While most people like giving gifts, plenty don’t particularly like shopping for those gifts — drifting through online search results, comparing 4.3 stars to 4.5 stars. But big tech is racing for a future in which artificial intelligence bots can shop for you. Among the buzziest tech this season is a new generation of generative AI agents — systems that can potentially do your shopping, as well as perhaps plan and book your next vacation or schedule a home repair.
Amazon reportedly hopes autonomous shopping is the future of its Rufus shopping assistant. Perplexity, another AI company, released a shopping agent for paying customers in November. And last week, Google announced Mariner, an AI agent prototype.
These agents have been top of mind for Chirag Shah, a University of Washington professor in the Information School, who studies generative AI search and recommendation systems, with a focus on useful, unbiased systems.
UW News spoke with Shah about what AI agents are and what might impede a near future where we simply upload shopping lists and unleash the bots.
What are AI agents and why is there a race at big tech companies right now to create and release them?
Chirag Shah: AI agents have been around for a long time. Essentially, these are computer programs that work autonomously. Users can give them some instructions and they’ll perform tasks for the users. It could be as simple as an agent that turns on lights. Or it could be as complex as an agent that drives your car for you.
Right now, because of generative AI, we’re able to do a lot of the things that the previous generation of agents weren’t able to do. A lot of organizations now see this as the next phase of generative AI, where systems can move beyond just generating information and can use that information for reasoning and for taking action — so they can function kind of like personal assistants.
How is this new generation distinct?
CS: There are tasks that we do that are tedious. So imagine if somebody were to observe you and see how you do certain things, and then replicate that. Then you can delegate the task to them. Now, if you can train generative AI to mimic human behavior in that way, it can help you with things you might do online: finding information, booking things, even shopping.
So are we just going to do our holiday shopping next year with these agents? If that isn’t in the immediate future, what’s standing in the way of it?
CS: Well, some people don’t want to delegate, because they actually get joy out of shopping. But if you find it tedious, it would be nice to have an agent that functions like a personal assistant. We’d say, “OK, I’m trying to buy shoes for my friend. Here’s my budget.”
What’s stopping us from doing that? First off, if you have this AI assistant, would you trust its judgment? Obviously, there are times when you can say, “OK, as long as it fits these criteria of this budget and this size, go for it.” But there are other times you may have more specific needs that you don’t realize until you are actually doing the task yourself. People discover what they like and don’t while they’re shopping, and so we haven’t been able to really mimic that with AI agents yet.
This new generation of browsing agents provides a way forward. The way I would browse and the way I would shop online would be different from yours. So my agent, which is personalized to my taste, could learn those things from me, and could do the kind of shopping that I would do. One of the things we’ll need to see is personalized agents.
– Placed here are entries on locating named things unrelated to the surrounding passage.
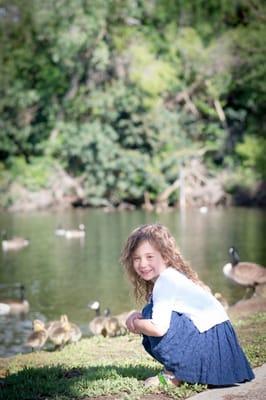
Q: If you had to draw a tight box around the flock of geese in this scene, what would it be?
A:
[25,314,82,350]
[2,224,86,251]
[0,230,266,350]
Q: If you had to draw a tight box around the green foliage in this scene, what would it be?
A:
[236,136,266,179]
[8,157,54,191]
[0,0,266,204]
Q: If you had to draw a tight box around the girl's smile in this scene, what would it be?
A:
[132,241,167,281]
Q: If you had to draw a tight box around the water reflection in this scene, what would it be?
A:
[0,209,266,356]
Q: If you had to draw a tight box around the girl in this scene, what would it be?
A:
[121,224,254,386]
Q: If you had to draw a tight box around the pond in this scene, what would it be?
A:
[0,208,266,357]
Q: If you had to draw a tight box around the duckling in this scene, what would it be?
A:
[223,247,266,288]
[69,322,82,343]
[65,224,86,239]
[0,285,30,315]
[25,319,48,350]
[115,310,136,335]
[101,317,121,337]
[2,236,30,251]
[88,301,110,335]
[48,314,71,350]
[55,225,66,236]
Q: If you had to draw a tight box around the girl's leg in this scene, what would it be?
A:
[144,368,182,386]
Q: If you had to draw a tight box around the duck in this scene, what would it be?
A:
[88,301,111,336]
[223,246,266,288]
[65,224,86,239]
[0,284,30,315]
[25,319,48,350]
[2,236,30,251]
[48,314,71,350]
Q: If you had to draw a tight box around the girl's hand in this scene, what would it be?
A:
[126,311,142,333]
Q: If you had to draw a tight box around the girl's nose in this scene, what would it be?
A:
[140,257,147,267]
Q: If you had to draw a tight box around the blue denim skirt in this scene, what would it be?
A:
[142,303,254,386]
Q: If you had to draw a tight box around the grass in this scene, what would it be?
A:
[0,313,266,400]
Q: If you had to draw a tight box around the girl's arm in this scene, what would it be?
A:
[126,312,165,336]
[134,318,165,337]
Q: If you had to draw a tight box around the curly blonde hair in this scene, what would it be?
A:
[120,224,206,300]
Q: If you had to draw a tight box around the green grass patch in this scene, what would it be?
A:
[0,313,266,400]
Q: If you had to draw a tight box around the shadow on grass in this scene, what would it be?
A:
[0,365,158,400]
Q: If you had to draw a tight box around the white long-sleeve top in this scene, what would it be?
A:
[151,267,229,333]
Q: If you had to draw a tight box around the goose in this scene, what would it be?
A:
[223,247,266,288]
[65,224,86,239]
[25,319,48,350]
[88,301,110,336]
[2,236,30,251]
[48,314,71,350]
[0,285,30,315]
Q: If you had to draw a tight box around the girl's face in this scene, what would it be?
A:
[132,242,167,281]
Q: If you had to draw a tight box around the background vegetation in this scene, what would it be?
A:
[0,0,266,209]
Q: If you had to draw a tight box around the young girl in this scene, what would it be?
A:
[121,224,254,386]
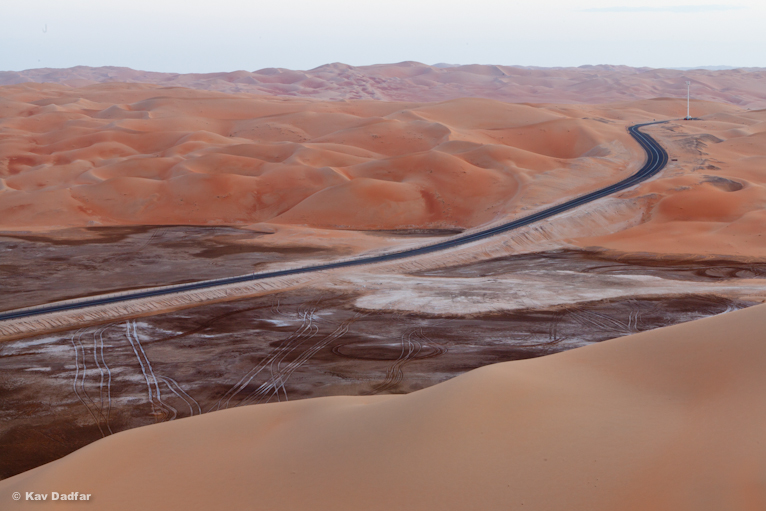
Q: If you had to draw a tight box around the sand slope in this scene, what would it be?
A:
[6,306,766,511]
[0,83,641,229]
[577,110,766,259]
[6,62,766,108]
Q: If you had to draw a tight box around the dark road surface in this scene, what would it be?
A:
[0,121,668,321]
Building that trust seems key.
CS: Yes, because there is a cost to making a mistake. Imagine this shopping scenario: You give the budget, you give the parameters and you get some outcome that you’re not happy with. And maybe you’re stuck with the item because the agent bought from a company that doesn’t take returns.
So there are costs to making mistakes, and you’re going to bear the cost, not the agent. You don’t have a lot of choices in terms of correcting this, besides not using the agent anymore.
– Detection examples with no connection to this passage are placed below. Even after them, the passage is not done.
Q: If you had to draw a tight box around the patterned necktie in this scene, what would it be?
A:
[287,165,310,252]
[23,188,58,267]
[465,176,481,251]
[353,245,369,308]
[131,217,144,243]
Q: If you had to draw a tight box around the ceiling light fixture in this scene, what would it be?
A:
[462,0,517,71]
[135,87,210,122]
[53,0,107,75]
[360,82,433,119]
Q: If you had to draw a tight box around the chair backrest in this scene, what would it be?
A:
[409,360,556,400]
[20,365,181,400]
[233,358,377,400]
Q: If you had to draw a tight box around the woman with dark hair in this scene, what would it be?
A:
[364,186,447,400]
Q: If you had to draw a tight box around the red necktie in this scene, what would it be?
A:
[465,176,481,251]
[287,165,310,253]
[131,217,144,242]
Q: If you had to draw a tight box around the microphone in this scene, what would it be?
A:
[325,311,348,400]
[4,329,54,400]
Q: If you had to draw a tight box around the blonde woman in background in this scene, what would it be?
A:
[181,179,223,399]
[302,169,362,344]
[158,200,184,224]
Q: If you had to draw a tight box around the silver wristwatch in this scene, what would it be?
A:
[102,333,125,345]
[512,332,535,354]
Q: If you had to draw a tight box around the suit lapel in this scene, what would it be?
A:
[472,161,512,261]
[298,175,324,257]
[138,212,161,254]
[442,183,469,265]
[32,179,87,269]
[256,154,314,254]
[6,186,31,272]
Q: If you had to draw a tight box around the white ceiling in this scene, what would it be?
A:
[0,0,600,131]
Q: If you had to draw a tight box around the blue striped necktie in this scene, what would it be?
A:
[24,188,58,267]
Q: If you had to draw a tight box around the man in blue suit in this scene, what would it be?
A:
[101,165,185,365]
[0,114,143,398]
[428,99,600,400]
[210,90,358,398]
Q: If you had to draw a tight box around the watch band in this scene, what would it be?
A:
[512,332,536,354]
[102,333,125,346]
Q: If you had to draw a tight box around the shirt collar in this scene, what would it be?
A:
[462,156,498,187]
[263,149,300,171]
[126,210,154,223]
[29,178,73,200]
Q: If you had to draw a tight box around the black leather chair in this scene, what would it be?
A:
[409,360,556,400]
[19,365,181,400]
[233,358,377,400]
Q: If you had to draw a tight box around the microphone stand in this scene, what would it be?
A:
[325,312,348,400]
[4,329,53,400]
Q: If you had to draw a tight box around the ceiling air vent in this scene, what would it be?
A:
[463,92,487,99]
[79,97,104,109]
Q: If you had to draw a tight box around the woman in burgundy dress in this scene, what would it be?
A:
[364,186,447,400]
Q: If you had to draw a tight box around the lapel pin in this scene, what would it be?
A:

What would it take for someone to be able to trust it? Users will perhaps start small and see that the agent will actually do the kind of things that would be agreeable to them, and then go from there. Ultimately, we will see these agents playing critical roles in sensitive domains like health care, finance and education. But we are not there yet.
In fact, one of the hardest problems to solve is scheduling. It’s time-consuming, and not everybody enjoys it. So what would it take for you to trust an agent to plan your holiday trip? What if it books the flight with this airline that you hate? What if it gets you an aisle seat when you prefer a window seat? There are so many things to figure out.
There’s no shortcut to trusting these systems. I don’t think anyone’s just going to come up with the most sophisticated system, and the problem is solved. We’ll have to build that recognition, that social awareness, that personal awareness and that trust.
What are some potential downsides to having these agents deployed at scale?
CS: One potential issue is bias. What if the agent has some embedded agenda that I’m not aware of, because this is being supported by, say, Amazon? Amazon is giving me this free agent that I can use for shopping, and it works great on Amazon, but what guarantee do I have that it’s not buying things that maximize Amazon’s profit margin? If I get an agent for free from my bank, how would I know that it’s not optimizing things just for the bank?
We haven’t figured out a lot of these issues that would fall under the responsible AI umbrella. But considering the progress that we have made so far, we will likely start having these kinds of capable agents soon.